Repenser plus globalement nos relations au vivant ?

Je m’interroge depuis longtemps sur notre relation aux animaux.

Comme de nombreux enfants, j’ai formé un jour le rêve de devenir vétérinaire. A l’âge de 9 ou 10 ans, j’étais fasciné par les exploits du Commandant Cousteau dont je suivais l’épopée à travers livres et petit écran. Au même âge, je réclamais un chien à mes parents ; je finis par obtenir l’encyclopédie Larousse du Chien… et la compagnie d’un cochon d’Inde. Depuis, je me suis frotté à chien et chats, ces derniers ayant réussi l’exploit de m’attacher à leur présence.

J’ai longtemps mangé des animaux jusqu’à la lecture en 2009 d’un essai signé Jonathan Safran Foer « Faut-il manger les animaux ? ».
Peu à peu, la viande animale a disparu de mon alimentation sans que je me réclame pourtant d’aucune obédience végétarienne ou vegan. Il peut m’arriver, lors d’occasions ou situations exceptionnelles, d’en manger encore ; aujourd’hui avec la conscience claire de mon geste et une profonde gratitude pour cette vie offerte à nourrir la mienne.

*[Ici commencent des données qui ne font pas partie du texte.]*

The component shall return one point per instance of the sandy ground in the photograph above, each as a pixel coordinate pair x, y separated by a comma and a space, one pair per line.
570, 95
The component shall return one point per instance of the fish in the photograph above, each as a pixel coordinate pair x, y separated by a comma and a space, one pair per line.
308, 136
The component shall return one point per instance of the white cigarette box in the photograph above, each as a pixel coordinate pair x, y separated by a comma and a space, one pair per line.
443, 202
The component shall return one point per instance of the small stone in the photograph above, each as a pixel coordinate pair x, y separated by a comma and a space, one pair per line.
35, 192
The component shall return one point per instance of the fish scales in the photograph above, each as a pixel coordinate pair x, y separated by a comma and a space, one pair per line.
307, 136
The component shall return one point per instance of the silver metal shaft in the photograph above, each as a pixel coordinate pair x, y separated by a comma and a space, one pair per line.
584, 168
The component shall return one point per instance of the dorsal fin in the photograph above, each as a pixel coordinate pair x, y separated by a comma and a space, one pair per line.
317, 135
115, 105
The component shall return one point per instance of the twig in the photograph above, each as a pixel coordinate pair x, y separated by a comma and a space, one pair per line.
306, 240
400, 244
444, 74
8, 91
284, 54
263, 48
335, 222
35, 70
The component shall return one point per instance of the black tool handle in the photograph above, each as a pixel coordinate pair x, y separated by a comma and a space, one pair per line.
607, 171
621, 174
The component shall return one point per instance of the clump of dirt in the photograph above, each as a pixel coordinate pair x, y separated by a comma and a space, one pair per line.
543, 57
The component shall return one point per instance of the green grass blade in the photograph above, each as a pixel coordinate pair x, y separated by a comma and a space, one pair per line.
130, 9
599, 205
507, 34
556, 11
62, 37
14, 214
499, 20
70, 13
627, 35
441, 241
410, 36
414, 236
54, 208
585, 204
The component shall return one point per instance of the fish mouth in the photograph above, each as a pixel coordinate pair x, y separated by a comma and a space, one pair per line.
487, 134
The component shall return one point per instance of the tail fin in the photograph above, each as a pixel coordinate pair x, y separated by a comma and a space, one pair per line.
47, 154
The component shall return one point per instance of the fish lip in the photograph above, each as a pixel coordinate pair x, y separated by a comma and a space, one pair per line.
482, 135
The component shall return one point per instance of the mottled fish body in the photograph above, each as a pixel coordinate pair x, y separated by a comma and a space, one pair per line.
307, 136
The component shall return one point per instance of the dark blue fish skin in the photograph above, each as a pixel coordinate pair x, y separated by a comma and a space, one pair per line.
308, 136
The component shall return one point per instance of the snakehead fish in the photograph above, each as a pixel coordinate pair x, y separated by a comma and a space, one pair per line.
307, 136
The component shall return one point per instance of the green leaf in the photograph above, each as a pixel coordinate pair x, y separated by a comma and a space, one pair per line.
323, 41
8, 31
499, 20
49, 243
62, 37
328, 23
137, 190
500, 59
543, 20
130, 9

Lors d’un récent séjour en Tunisie, j’ai assisté au défilé quotidien de touristes à dos de dromadaire ou de cheval, arpentant la plage du matin au soir. Des camélidés et équidés harnachés d’accoutrements souvent exotiques : ici un sombrero mexicain, là un licol de couleur vive, une crinière tressée de raphia, de bouts de laine et de grappes de grelots.


Durant ce même séjour, j’ai été confronté à notre anthropocentrisme en essayant de défendre la liberté de quelques poules enfermées dans un poulailler en tôle de quelques mètres carrés sous un soleil du diable et une température avoisinant les 50°. Je m’entendis répondre : « Oh écoute, ce ne sont que des poules… »

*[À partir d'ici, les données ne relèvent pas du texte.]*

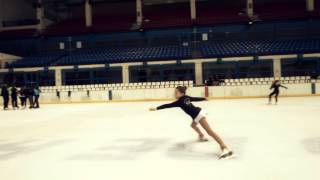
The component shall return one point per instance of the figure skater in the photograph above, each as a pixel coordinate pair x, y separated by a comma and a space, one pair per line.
275, 86
198, 116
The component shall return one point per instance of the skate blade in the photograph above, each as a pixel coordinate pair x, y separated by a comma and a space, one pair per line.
203, 140
230, 155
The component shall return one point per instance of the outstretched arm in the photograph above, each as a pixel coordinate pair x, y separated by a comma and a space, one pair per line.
197, 99
165, 106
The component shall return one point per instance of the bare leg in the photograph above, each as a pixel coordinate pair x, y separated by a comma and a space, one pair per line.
276, 96
195, 127
210, 132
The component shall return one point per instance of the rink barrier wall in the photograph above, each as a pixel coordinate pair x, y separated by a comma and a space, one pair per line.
213, 92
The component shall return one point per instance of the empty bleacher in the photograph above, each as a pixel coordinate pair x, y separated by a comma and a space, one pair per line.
40, 60
125, 55
242, 48
117, 86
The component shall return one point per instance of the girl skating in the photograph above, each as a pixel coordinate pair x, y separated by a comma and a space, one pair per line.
276, 90
198, 116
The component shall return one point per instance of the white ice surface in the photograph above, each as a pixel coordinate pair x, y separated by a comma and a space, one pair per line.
122, 141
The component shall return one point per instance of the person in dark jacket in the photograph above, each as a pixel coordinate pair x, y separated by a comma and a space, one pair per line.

A cet instant, j’ai pleinement réalisé que pour certains d’entre nous humains, les animaux occupent le rang de chose ou d’objet dont nous pouvons décider du sort à l’envi, selon notre bon désir.

A l’heure où nous venons tout juste de les reconnaître comme individus intelligents doués de sensibilité, je me suis demandé :

« Quel pacte avons-nous conclu avec ces autres espèces ? »

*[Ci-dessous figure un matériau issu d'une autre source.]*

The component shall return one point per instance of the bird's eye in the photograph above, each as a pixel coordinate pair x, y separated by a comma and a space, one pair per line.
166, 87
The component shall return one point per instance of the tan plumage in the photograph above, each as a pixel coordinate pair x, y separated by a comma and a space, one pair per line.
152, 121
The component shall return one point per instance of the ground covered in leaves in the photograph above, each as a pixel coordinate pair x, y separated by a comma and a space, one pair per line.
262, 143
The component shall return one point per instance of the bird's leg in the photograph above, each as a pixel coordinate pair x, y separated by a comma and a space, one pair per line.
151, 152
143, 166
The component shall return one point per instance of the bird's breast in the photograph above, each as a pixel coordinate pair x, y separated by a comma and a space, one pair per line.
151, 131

« Quelle est la nature profonde du lien qui nous relie à elles ? »

« Leur avons-nous demandé l’autorisation de nous approprier et d’exploiter leur force ? »

La pandémie actuelle, dont l’origine serait de source animale, a réactivé en moi cette réflexion.

C’est donc avec beaucoup d’intérêt que je me suis plongé dans la lecture de cette tribune du Monde (accessible uniquement aux abonnés) signée par un collectif de scientifiques et d’experts : « Arrêter de maltraiter les animaux et les écosystèmes est aussi un impératif de santé humaine ».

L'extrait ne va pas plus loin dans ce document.